第190話 スサ

 ふと気付くと、俺は真っ黒いドーム型のようなだだっ広い空間の中にポツンとひとりで佇んでいた。

 周囲を見渡してもとくに目立つような物はなく、真っ黒い空のようなものがどこまでも続いていた。


「……どこだ、ここ?」


 自分がどこにいるのか分からなくて、とりあえず一歩踏み出そうとした時、足元でぴちゃりと音が鳴った。

 不意に視線を落としてみると、俺の足元が辺り一面赤ワインのような色味をした水溜りになっていた。

 しかも、その水溜まりは頭上に広がる黒い空と同じでどこまで広がっており、風もないのにその水面が波紋を広げるようにして揺れていた。

 その表面に映る歪んだ自分の姿を見て俺は深くため息を吐くと、両手を腰に当ててもう一度だけ周囲を見渡した。


「なんだよこれ? 人類補完計画が発動でもしたのか?」


 エヴァネタはさておき、どこまでも広がる赤ワインのような水溜まりと真っ黒い空。

 遠くの景色は地平線のように緩く湾曲しているけれど、それ以上の情報を得ることは出来そうになかった。

 なんなんだよこの世界? 俺はどっかの異世界にでも転生したのか? いやいや、もしそうだとしたら救いようがないだろこれ……。


「なんか、最近こういう光景をやたらと見ているような気がしてならねぇな。おーい、エクスぅ! カナデぇ! ヒルドぉ〜? 誰かいないのかぁ〜?」


 誰もいないとわかっていながらも遠くに向けて声を上げてはみたけれど、案の定というか誰からの返答もなく、ただただ静寂だけがそこにはあった。

 なんだろう……こういう展開とかやめてもらっていいですかね?

 

「また訳のわからねぇ状況かよ。ホントいい加減にしてくれねぇかなぁ〜」


「おい」


「!?」


 突然背後から聞こえた声に反応して素早く飛び退くと、いつの間にか俺の真後ろに瓦礫の山が築かれていた。

 そして、その中腹付近に頬杖をついて座っている白髪の若い男がいた。


「だ、誰だアンタ?」


「俺が誰かなど、どうでもいいだろ。そんな事より……」


 と、白髪の若い男は面倒くさそうにゆっくり腰を上げると、居丈高に俺の事を見下ろしてきた。

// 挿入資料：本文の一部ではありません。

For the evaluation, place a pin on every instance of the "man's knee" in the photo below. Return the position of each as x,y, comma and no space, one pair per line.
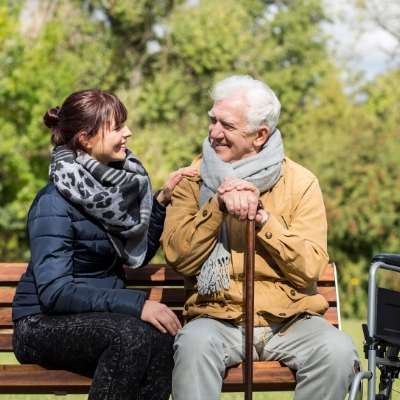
337,351
196,343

「なんだこのザマは? 格下相手にふざけているのか?」


「え? あ、は? 格下相手にって、なにが?」


「やれやれ。ほら、見てみろ」


「え、いや、だからなにを?」


「いいから見てみろ」


 戸惑う俺を他所に白髪の若い男は上空を見上げると、パチンと指を鳴らした。

 するとその直後、瓦礫の山の頂上付近に猫目のような空間が現れ、外の様子が映し出された。


「なんだよこれ……外の景色、なのか?」


「これはお前の視界だ」


「俺の視界?」


「そうだ。お前の視界とは言っても、肉体の方のものだがな。それにしても、自我を失っているとはいえ、を使役しているというのに、あのような格下相手に翻弄されているばかりか劣勢に追いやられているなど、なんとも嘆かわしいことだ」


「あの、その格下相手ってのは、誰のことなんだ?」


「見ればわかるだろ。この黒い鎧の男だ」


 そう言って、白髪の若い男が指差した方に視線を向けると、猫目のように開かれた空間に湾曲した二本角が特徴的で漆黒の鎧を纏う存在が映し出されていた。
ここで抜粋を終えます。